2024 8 Hours of Bahrain
- Date: 2 November 2024
- Location: Sakhir
- Venue: Bahrain International Circuit
- Duration: 8 Hours

Results
- Laps completed: 235
- Distance (km): 1271.571
- Distance (miles): 790.118

Pole position
- Time: 1:46.714
- Team: Toyota Gazoo Racing

Winners
- Team: Toyota Gazoo Racing
- Drivers: Sébastien Buemi Brendon Hartley Ryō Hirakawa

Winners
- Team: Vista AF Corse
- Drivers: François Hériau Simon Mann Alessio Rovera

= 2024 8 Hours of Bahrain =

Sports car endurance race

The 2024 8 Hours of Bahrain (officially known as the 2024 Bapco Energies 8 Hours of Bahrain) was an endurance sportscar racing event held on 2 November 2024, as the eighth and final round of the 2024 FIA World Endurance Championship. It was the thirteenth running of the event, and the sixth running of the event in an extended 8-hour format.

== Background ==
The event, which ran over a duration of eight hours for the sixth time in a row, was announced during the 2023 24 Hours of Le Mans weekend. The 8 Hours of Bahrain has been featured on the calendar since the series' inception in 2012.

== Entry list ==
The entry list was published on 17 October 2024, and saw several changes compared to the previous entry list. Sébastien Bourdais re-joined the No. 2 Cadillac Racing crew, after previously having driven at the 2024 Qatar 1812 km. After Nicolas Lapierre's decision to retire from racing with immediate effect, Jules Gounon took over his seat in the No. 35 Alpine Endurance Team entry, whilst Charles Milesi joined the No. 36 crew. In LMGT3, Giorgio Roda joined the No. 88 Proton Competition team for the first time since Le Mans. Giammarco Levorato replaced Mikkel O. Pedersen in the same car. Furthermore, Franck Perera was replaced by Matteo Cairoli in the No. 60 Iron Lynx entry. Finally, Conrad Laursen replaced Clemens Schmid in the No. 78 Akkodis ASP Team entry.

== Schedule ==

| Date | Time (local: AST) | Event |
| Thursday, 31 October | 12:15 | Free Practice 1 |
| 17:30 | Free Practice 2 |
| Friday, 1 November | 12:00 | Free Practice 3 |
| 16:00 | Qualifying - LMGT3 |
| 16:20 | Hyperpole - LMGT3 |
| 16:40 | Qualifying - Hypercar |
| 17:00 | Hyperpole - Hypercar |
| Saturday, 2 November | 14:00 | Race |
Source:

== Practice ==
Three practice sessions were held before the event: two were held on Thursday, and one was held on Friday.

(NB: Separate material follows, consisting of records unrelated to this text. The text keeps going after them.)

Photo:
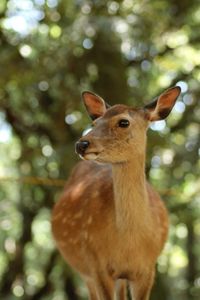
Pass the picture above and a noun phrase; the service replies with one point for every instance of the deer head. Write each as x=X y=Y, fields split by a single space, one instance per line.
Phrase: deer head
x=119 y=132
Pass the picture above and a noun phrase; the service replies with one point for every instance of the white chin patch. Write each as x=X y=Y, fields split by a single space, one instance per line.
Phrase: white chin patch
x=90 y=156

The sessions on Thursday morning and Thursday afternoon lasted 90 minutes, and the session on Fruday morning lasted 60 minutes.

=== Practice 1 ===
The first practice session started at 12:15 AST on Thursday. Paul di Resta topped the session in the No. 94 Peugeot TotalEnergies entry, with a lap time of 1:50.837. Frédéric Makowiecki's No. 5 Porsche Penske Motorsport car was second-quickest, 0.049 seconds behind Di Resta. The No. 51 Ferrari AF Corse entry of Antonio Giovinazzi was third-quickest, 0.204 seconds behind Di Resta. Jean-Éric Vergne and Laurens Vanthoor rounded out the top five in the No. 93 Peugeot and No. 6 Porsche, respectively. Kelvin van der Linde led LMGT3 in the No. 78 Akkodis ASP Team entry, with a lap time of 2 minutes, 2.079 seconds. Alessio Rovera slotted in to second place in the No. 55 Vista AF Corse entry, 0.263 seconds behind Van der Linde. Matteo Cairoli rounded out the top three in the No. 60 Iron Lynx entry, 0.739 seconds behind Van der Linde.

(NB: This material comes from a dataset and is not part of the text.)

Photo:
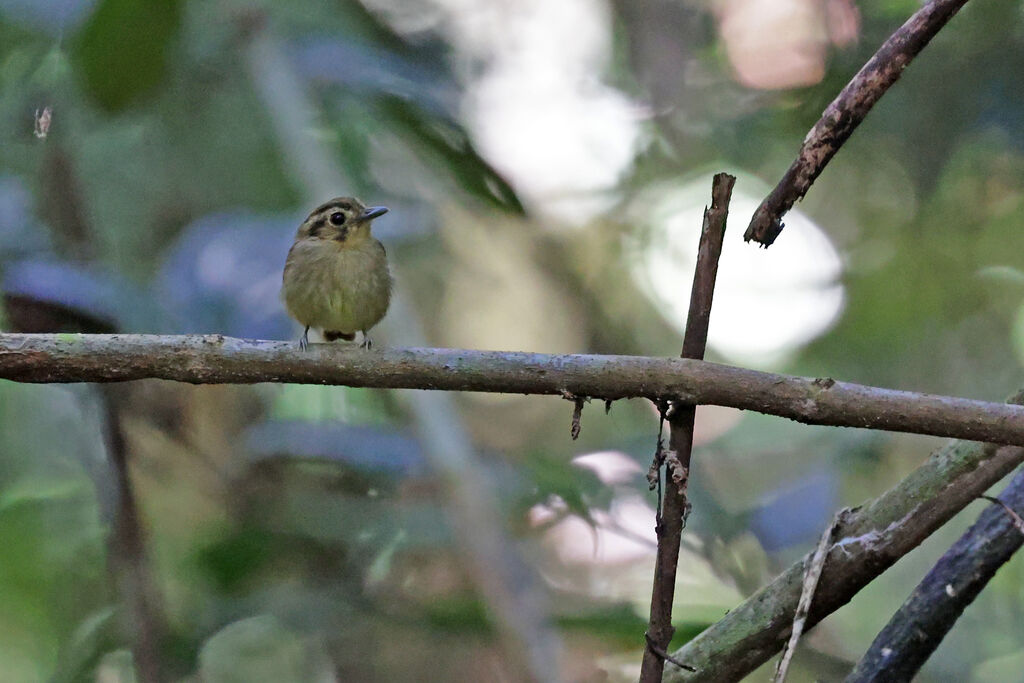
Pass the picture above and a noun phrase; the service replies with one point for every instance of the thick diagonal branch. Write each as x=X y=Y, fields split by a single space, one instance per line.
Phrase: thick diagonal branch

| Class | No. | Entrant | Driver | Time |
| Hypercar | 94 | FRA Peugeot TotalEnergies | GBR Paul di Resta | 1:50.837 |
| LMGT3 | 78 | FRA Akkodis ASP Team | ZAF Kelvin van der Linde | 2:02.079 |
Source:

- Note: Only the fastest car in each class is shown.

=== Practice 2 ===
The second practice session started at 17:30 AST on Thursday, and saw Dries Vanthoor lead the session in the No. 15 BMW M Team WRT entry, with a lap time of 1:48.257. He was 0.054 seconds quicker than Matt Campbell in the No. 5 Porsche, with Giovinazzi in the No. 51 Ferrari once again taking the third position, 0.215 seconds behind Vanthoor. Esteban Masson led the LMGT3 class in the No. 87 Lexus, with a lap time of 2:02.246. He was 0.655 seconds quicker than Hiroshi Koizumi in the No. 82 TF Sport entry, with François Hériau rounding out the top three in the No. 55 Ferrari.

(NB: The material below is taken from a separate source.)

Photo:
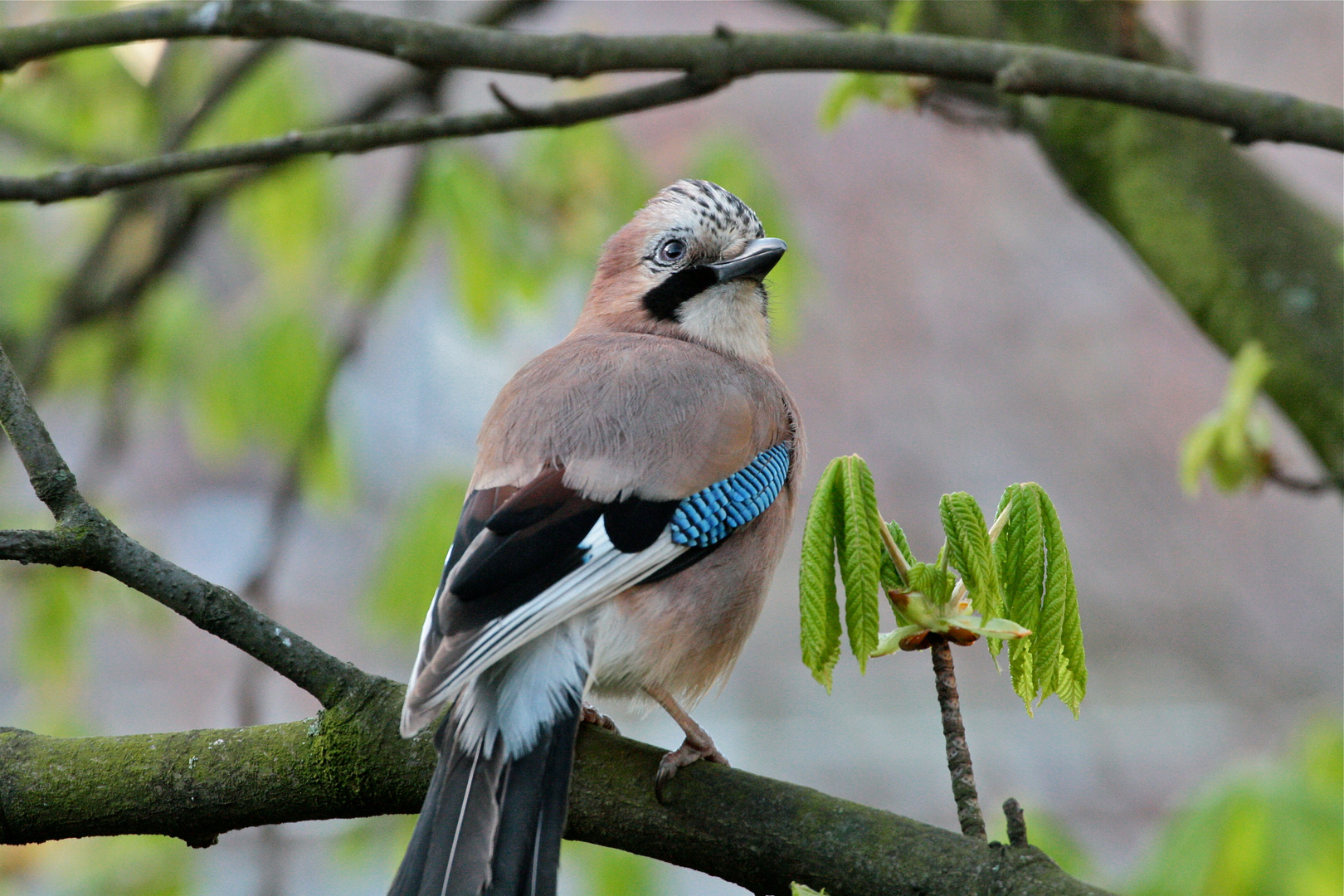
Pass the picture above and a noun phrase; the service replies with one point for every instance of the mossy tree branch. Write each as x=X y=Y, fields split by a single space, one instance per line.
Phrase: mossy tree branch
x=350 y=762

| Class | No. | Entrant | Driver | Time |
| Hypercar | 15 | BEL BMW M Team WRT | BEL Dries Vanthoor | 1:48.257 |
| LMGT3 | 87 | FRA Akkodis ASP Team | FRA Esteban Masson | 2:02.246 |
Source:

- Note: Only the fastest car in each class is shown.

=== Final practice ===
The third and final practice session started at 12:00 AST on Friday, which saw Vergne topping the time sheets in the No. 93 Peugeot with a lap time of 1:49.443. He was 0.219 seconds quicker than Yifei Ye in the No. 83 AF Corse entry, with Daniil Kvyat finishing third-quickest in the No. 63 Lamborghini Iron Lynx entry. Alex Malykhin led the LMGT3 class in the No. 92 Manthey PureRxcing entry, lapping the circuit in 2 minutes, 3.987 seconds. His lap was 0.054 seconds quicker than that of second-placed Arnold Robin in the No. 78 Lexus, with Hériau finishing third-quickest in the No. 55 Ferrari.

| Class | No. | Entrant | Driver | Time |
| Hypercar | 93 | FRA Peugeot TotalEnergies | FRA Jean-Éric Vergne | 1:49.443 |
| LMGT3 | 92 | LTU Manthey PureRxcing | KNA Alex Malykhin | 2:03.987 |
Source:

- Note: Only the fastest car in each class is shown.

== Qualifying ==
=== Qualifying results ===
Pole position winners in each class are marked in bold.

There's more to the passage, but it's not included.